Days after President Jacob Zuma decided to pay back part of the money spent on Nkandla, a group of business men in South Africa have offered to help in the payment of the bill if only the president comes to ask them for help.
The Organization known as JZ trust, which comprises the country’s leading businessmen, said they are willing to help the president like they have always helped before.
“As an organisation we are virtually non-existent because we did what we had to do back then. But if he needs us individually, we will always support him, like we always did in the past,” said businessman Don Mkhwanazi.
Mkhwanazi further said that he would not be able to comment on whether he is willing to offer personal help to the president as he (president Zuma) was yet to approach them for financial help.

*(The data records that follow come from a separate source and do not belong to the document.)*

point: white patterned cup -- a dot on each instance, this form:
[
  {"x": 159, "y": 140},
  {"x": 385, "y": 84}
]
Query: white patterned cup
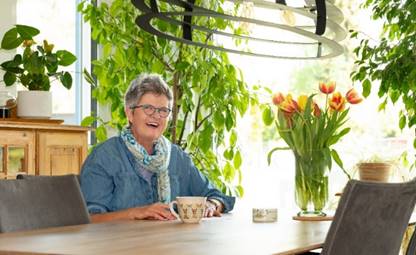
[{"x": 191, "y": 209}]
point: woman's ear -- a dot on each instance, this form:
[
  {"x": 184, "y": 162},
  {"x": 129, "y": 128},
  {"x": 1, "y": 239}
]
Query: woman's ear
[{"x": 129, "y": 113}]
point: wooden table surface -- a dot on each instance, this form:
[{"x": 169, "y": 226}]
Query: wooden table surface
[{"x": 229, "y": 234}]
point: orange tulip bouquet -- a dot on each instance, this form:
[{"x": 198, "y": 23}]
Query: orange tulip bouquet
[{"x": 309, "y": 132}]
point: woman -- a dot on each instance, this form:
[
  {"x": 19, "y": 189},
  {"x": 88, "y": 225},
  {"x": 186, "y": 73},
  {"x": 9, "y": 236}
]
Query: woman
[{"x": 135, "y": 175}]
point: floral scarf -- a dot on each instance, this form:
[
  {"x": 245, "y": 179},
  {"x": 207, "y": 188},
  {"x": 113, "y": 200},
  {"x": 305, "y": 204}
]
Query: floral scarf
[{"x": 156, "y": 163}]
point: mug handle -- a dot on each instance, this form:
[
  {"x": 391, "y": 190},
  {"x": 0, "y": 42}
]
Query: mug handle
[{"x": 172, "y": 210}]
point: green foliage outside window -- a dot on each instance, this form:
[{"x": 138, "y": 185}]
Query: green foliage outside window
[{"x": 392, "y": 60}]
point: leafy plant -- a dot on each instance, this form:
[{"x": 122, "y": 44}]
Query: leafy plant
[
  {"x": 38, "y": 63},
  {"x": 209, "y": 92},
  {"x": 392, "y": 60}
]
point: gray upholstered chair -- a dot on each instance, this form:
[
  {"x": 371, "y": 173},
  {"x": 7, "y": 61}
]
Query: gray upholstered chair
[
  {"x": 371, "y": 218},
  {"x": 411, "y": 248},
  {"x": 35, "y": 203}
]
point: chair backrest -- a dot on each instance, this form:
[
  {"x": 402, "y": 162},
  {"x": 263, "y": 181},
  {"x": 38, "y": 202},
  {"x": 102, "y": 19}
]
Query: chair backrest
[
  {"x": 411, "y": 248},
  {"x": 371, "y": 218},
  {"x": 41, "y": 202}
]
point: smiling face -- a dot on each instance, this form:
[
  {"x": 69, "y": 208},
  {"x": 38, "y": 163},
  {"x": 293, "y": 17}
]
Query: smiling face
[{"x": 146, "y": 129}]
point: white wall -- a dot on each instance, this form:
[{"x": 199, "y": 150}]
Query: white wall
[{"x": 7, "y": 20}]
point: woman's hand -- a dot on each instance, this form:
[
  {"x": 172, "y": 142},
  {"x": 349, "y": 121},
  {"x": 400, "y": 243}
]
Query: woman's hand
[
  {"x": 211, "y": 209},
  {"x": 157, "y": 211}
]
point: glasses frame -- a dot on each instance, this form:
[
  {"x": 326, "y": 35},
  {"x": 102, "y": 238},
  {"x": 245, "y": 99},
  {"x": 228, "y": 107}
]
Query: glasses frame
[{"x": 148, "y": 107}]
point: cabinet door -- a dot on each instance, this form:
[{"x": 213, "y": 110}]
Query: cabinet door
[
  {"x": 61, "y": 153},
  {"x": 17, "y": 152}
]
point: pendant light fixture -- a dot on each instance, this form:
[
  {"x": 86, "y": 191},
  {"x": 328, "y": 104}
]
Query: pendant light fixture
[{"x": 311, "y": 31}]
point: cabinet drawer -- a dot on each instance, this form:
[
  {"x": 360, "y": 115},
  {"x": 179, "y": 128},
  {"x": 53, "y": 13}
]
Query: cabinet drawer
[{"x": 61, "y": 152}]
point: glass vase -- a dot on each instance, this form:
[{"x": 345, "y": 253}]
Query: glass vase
[{"x": 311, "y": 183}]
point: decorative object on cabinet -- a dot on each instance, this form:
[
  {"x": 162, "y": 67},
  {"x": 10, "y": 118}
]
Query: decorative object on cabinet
[
  {"x": 41, "y": 148},
  {"x": 35, "y": 69}
]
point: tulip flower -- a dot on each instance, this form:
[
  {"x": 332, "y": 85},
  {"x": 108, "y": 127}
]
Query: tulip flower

Speaking further, the businessman said Zuma’s decision to pay back the money needs to be applauded as he is sure the action was for the nations’s long-term interest.
“I believe he wants to put this matter to rest so that we can focus on more important things and so that people can stop sniping at him.” he said. JZ Trust had also helped in paying Zuma’s legal bills during his fight against his corruption charges.
Aside the JZ Trust intended help, some other business moguls who may also help President Zuma pay off the controversial bill, claim the president is yet to speak to them about it. A long-time friend and ally of the president, Durban businessman Vivian Reddy, who said he had once lent Zuma money to pay for the first phase of Nkandla, said he is yet to be approached by the president.
Meanwhile, the issue of whether or not the president is able to foot his bills from his pocket seems to be a difficult question to answer. But looking at the assertion that the president has no other business of his own neither does he have shares in any private company, it is rather obvious that the president would have a hard time paying back the Nkandlea fund.
The president had on Tuesday, requested that the constitutional court give orders to the Auditor General Thembekile Kimi Makwetu and Finance Minister Pravin Gordhan to determine how much he would repay for the upgrades to his private Nkandla homestead namely the visitors’ centre, amphitheatre, cattle kraal, chicken run, and swimming pool.
At present, President Zuma’s salary stands at R2.7 million a year and he is reported to have a house in Forest Town, Johannesburg, but other than that, little is known about his personal finances. The president and the Zuma family are yet to declare their stance on the issue.